Rate-independent inhibition of 5-HT release by 5-HT in the somadendritic regions of raphe neurons

The somadendritic regions of raphe neurons respond to exogenous 5-hydroxytryptamine (5-HT) with an inhibition of spontaneous rate and a consequent reduction in local transmitter release, providing evidence for the operation of negative feedback regulation of spontaneous rate. Experiments were done to determine if a release process for 5-HT might also operate in the somadendritic regions that is independent of negative feedback and rate regulation. Slices of rabbit brain containing medullary or midbrain raphe nuclei, were stimulated in vitro at predetermined frequencies and the efflux of 3H-transmitter determined. The stimulation-induced pattern of transmitter release was independent of frequency, pointing to the absence of feedback. Further, exogenous 5-HT (1 x 10(-6)M) depressed the release of 3H-transmitter, but the inhibition, monitored over a range of frequencies, did not reflect competition with endogenous 5-HT for receptor sites. The antagonist methiothepin (3 x 10(-6)M) attenuated the inhibitions by 5-HT but did not by itself potentiate transmitter release, as expected if feedback inhibition were operative.
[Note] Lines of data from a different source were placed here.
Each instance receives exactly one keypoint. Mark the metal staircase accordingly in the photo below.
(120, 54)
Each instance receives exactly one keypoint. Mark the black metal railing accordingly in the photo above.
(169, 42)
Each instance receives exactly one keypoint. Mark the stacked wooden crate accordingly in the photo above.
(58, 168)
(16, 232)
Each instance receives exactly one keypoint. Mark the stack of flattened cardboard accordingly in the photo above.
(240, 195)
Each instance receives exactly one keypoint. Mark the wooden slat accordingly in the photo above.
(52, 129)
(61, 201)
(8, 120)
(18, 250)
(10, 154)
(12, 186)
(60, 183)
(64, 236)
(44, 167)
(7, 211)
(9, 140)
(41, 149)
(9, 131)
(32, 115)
Labeled transmitter release was antagonized by pretreatment with fluoxetine prior to 3H-HT incubation, and was severely curtailed in a calcium deficient medium, confirming that a neuronally relevant pool of transmitter was involved. It is concluded that serotonergic somadendritic sites contain inhibitory receptors for 5-HT release that operate independently of rate regulation and feedback. These findings could explain how other transmitters, and 5-HT itself (through dendritic release of transmitter), could exert synaptic effects on serotonergic and other neurons without being promptly countermanded by a somadendritic feedback-induced rate correction.